Posted on November 02, 2017 | Atlantic Business Magazine | 0 Comments

Has a P.E.I. summer resident cracked the code on how to prevent body piercing infections?

Norman Silber can thank his daughter for a decade-and-a-half-long journey that has him on the verge of something big.

In 2002, Silber’s daughter Michaella complained about an infected pierced ear from the back of the family car. She wondered why the nails from piercing guns weren’t designed to dispense antiinfection medicine. The complaint got the 66-year-old summer resident of P.E.I. and a law professor at Hofstra University in Hempstead, N.Y., thinking. “Body piercing has become a lot more popular in the past decade,” Silber says. “So why can’t you treat these infections from the inside out? I thought it was a pretty clever idea.”
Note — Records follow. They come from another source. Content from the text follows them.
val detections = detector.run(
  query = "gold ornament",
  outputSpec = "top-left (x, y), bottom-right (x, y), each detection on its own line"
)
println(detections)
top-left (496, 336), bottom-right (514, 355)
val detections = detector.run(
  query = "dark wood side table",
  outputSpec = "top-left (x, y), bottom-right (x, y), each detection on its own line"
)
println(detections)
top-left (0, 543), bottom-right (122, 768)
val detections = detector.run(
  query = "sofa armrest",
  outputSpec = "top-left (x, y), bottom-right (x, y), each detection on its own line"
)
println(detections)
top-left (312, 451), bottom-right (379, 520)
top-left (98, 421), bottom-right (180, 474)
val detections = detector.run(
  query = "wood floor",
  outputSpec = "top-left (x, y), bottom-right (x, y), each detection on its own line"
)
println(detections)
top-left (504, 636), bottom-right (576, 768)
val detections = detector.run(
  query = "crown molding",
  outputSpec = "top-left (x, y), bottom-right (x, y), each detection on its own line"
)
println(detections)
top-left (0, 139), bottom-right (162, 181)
Fast forward 15 years and Michaella’s clever idea has turned into a biomedical startup called BioPierce Canada Ltd. based out of Silber’s summer home near Souris. Silber, Michaella and his longtime friend and cardiologist Mark Nathan have come up with a unique design to minimize infection, pain and deformities in human piercing. The design would encapsulate the piercing studs or pins with biomaterial that have drugs in them. As the biomaterial degrades they release drugs into the body to prevent infection.

Silber has also received help from Mitacs—a government-funded non-profit organization with a mandate to pair start-up companies with researchers. In this case, Mitacs connected BioPierce Canada with the University of P.E.I.’s School of Sustainable Design Engineering. The school’s assistant professor Ali Ahmadi is supervising Mitacs researchers as they try to advance the technology.

Silber says it hasn’t been easy getting this far, but the company should have a prototype in place by 2018, and will work on testing its effectiveness and finding a partner to commercialize it. With the value of the piercing industry estimated at $722 million annually, the market for BioPierce’s technology is large. And if it is commercialized, Michaella’s idea will result in new employment opportunities for the region. “I hope we’d partner with a P.E.I. manufacturer and create jobs in P.E.I. and the Maritimes,” Silber says.